Sempra, formerly Sempra Energy, and its CEO Jeffrey W. Martin, have agreed to modifications in the company’s severance agreement. These changes, as stated in the amendment to the Sempra Energy Severance Pay Agreement, are effective as of February 20, 2025.
Sempra and the executive have shown mutual interest to extend the period for which the Severance Agreement will be operative. Alongside, they aim to clearly delineate agreements related to the definition of “Mandatory Retirement” and to introduce certain other technical and conforming changes to the Severance Agreement. These actions have been authorized by the Board of Directors of Sempra or an authorized committee thereof.
The update also includes alteration to the definition of “Mandatory Retirement”. The term, as it appears in Section 1 of the Severance Agreement, now stands to mean the termination of employment upon attainment of age 67, in accordance with the company’s mandatory retirement policy.
The two-partite Amendment can be executed in multiple counterparts. Despite different counterparts, together they shall constitute as one singular instrument.
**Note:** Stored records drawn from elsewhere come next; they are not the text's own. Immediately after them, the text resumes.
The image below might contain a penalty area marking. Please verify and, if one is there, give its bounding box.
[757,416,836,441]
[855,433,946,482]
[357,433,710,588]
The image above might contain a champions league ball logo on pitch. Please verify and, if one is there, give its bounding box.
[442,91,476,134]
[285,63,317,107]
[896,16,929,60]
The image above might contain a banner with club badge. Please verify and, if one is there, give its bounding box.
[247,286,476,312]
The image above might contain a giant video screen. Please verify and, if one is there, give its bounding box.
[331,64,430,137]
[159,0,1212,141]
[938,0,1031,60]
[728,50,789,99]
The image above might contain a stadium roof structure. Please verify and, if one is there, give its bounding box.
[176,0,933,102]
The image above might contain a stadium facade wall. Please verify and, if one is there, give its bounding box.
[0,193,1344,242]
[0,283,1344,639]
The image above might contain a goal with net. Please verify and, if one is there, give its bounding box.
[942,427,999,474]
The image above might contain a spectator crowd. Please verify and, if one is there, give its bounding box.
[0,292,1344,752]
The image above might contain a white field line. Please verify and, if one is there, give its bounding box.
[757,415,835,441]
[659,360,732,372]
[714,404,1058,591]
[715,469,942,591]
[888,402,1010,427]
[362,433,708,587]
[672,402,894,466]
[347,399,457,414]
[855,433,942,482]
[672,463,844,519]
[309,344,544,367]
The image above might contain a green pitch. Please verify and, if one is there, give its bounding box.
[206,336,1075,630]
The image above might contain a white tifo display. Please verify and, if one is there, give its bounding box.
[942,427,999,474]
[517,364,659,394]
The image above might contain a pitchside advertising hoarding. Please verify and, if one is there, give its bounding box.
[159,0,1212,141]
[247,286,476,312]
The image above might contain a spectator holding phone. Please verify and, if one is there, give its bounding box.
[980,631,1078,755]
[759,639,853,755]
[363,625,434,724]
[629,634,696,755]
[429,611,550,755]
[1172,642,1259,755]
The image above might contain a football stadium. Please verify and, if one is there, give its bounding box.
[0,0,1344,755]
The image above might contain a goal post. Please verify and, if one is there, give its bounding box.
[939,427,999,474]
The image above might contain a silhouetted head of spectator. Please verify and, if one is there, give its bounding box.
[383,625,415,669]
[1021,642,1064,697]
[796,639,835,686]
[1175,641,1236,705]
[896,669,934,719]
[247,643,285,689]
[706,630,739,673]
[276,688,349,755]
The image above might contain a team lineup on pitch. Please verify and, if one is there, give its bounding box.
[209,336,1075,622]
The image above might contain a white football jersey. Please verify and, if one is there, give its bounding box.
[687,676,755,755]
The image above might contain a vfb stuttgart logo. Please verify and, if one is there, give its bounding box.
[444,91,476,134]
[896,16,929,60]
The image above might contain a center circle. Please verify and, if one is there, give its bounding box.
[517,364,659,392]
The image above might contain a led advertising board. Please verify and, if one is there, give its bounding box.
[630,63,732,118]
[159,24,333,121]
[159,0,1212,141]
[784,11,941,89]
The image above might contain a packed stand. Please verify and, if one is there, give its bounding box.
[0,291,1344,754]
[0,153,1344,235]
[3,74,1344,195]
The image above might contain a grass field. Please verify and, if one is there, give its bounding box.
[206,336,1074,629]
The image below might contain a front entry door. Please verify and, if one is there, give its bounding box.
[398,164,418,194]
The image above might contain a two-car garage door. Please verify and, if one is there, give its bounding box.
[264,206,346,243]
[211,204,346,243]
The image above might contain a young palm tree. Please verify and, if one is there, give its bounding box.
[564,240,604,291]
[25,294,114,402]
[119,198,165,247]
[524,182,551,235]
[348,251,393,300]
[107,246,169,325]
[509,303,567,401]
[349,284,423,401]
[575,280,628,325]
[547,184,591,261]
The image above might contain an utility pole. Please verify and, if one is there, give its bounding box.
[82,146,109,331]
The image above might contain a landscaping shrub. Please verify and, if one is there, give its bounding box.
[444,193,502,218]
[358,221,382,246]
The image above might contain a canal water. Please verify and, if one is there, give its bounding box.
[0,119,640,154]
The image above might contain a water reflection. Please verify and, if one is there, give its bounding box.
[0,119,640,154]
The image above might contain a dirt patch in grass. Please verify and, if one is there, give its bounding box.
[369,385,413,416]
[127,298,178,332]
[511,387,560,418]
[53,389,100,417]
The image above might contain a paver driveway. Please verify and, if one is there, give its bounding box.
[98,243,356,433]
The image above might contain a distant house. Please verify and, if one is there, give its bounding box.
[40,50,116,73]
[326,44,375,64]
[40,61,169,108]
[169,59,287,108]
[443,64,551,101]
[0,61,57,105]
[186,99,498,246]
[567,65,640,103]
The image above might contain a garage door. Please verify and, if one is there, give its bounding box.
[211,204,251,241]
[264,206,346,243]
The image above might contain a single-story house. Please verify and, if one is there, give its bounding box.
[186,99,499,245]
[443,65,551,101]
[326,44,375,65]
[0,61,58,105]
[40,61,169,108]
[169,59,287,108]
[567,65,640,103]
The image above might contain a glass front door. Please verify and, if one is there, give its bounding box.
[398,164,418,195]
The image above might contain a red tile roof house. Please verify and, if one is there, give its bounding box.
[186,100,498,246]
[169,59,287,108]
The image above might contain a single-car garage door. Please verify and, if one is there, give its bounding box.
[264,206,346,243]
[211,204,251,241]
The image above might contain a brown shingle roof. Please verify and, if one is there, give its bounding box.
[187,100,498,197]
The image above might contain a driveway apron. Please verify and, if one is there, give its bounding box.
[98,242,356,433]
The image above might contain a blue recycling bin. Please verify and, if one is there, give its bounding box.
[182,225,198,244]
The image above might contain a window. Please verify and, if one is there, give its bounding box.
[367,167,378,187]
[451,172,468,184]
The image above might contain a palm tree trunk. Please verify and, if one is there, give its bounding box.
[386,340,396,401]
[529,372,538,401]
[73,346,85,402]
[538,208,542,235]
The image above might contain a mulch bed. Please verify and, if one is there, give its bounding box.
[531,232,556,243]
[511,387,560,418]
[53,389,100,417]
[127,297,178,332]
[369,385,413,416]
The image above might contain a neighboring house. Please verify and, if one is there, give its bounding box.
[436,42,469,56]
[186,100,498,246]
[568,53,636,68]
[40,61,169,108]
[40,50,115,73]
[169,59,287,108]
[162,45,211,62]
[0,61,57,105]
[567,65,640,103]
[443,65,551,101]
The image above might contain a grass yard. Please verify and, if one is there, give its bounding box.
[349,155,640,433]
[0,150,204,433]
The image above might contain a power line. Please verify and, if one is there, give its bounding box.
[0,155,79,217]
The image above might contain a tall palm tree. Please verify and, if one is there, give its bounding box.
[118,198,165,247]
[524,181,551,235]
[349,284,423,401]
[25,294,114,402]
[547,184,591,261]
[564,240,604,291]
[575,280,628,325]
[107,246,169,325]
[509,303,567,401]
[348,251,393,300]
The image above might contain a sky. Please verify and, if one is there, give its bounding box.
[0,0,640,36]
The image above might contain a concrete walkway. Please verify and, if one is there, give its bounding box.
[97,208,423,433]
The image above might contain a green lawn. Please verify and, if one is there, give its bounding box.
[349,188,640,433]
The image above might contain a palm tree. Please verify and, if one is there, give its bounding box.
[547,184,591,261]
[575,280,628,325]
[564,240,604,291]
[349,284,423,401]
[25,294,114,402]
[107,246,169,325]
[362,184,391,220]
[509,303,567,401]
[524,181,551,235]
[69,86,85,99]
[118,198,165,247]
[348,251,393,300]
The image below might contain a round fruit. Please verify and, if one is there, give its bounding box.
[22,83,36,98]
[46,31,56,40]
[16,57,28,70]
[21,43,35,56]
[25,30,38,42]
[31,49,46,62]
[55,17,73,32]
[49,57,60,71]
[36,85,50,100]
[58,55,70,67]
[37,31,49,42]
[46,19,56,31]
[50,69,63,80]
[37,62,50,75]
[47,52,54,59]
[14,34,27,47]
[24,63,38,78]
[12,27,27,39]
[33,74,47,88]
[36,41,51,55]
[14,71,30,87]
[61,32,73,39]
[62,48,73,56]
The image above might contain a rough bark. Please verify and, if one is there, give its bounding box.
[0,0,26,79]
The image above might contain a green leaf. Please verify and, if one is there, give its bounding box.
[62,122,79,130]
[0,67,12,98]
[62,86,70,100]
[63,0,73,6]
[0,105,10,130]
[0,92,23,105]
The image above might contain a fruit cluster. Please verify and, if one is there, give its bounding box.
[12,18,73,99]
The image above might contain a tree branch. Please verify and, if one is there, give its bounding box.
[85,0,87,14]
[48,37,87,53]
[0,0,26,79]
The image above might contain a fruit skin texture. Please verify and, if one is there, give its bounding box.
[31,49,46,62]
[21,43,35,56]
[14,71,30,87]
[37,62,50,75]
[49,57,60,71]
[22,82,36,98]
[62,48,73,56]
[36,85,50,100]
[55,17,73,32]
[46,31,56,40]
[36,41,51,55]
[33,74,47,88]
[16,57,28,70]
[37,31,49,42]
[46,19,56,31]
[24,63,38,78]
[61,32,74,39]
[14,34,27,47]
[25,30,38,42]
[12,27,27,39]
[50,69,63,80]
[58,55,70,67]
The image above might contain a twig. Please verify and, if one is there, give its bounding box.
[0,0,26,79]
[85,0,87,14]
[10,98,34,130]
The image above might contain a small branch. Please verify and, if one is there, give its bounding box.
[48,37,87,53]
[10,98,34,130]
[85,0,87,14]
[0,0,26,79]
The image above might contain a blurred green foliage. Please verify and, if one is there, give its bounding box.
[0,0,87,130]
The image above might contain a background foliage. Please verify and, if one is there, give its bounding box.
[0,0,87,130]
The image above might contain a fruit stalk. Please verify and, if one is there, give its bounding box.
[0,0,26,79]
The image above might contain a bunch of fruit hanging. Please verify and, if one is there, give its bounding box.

Despite the amendments, all other terms of the Severance Agreement will remain in effect and operate according to its original terms. This amendment, signifying a strong relationship between Sempra and its CEO, Jeffrey W. Martin, sets a clear precedent about the expected tenure of the executive role within the company.
This article was generated by an automated content engine and was reviewed by a human editor prior to publication. For additional information, read Sempra’s 8K filing here.
About Sempra
Sempra operates as an energy infrastructure company in the United States and internationally. It operates through three segments: Sempra California, Sempra Texas Utilities, and Sempra Infrastructure. The Sempra California segment provides electric services; and natural gas services to San Diego County.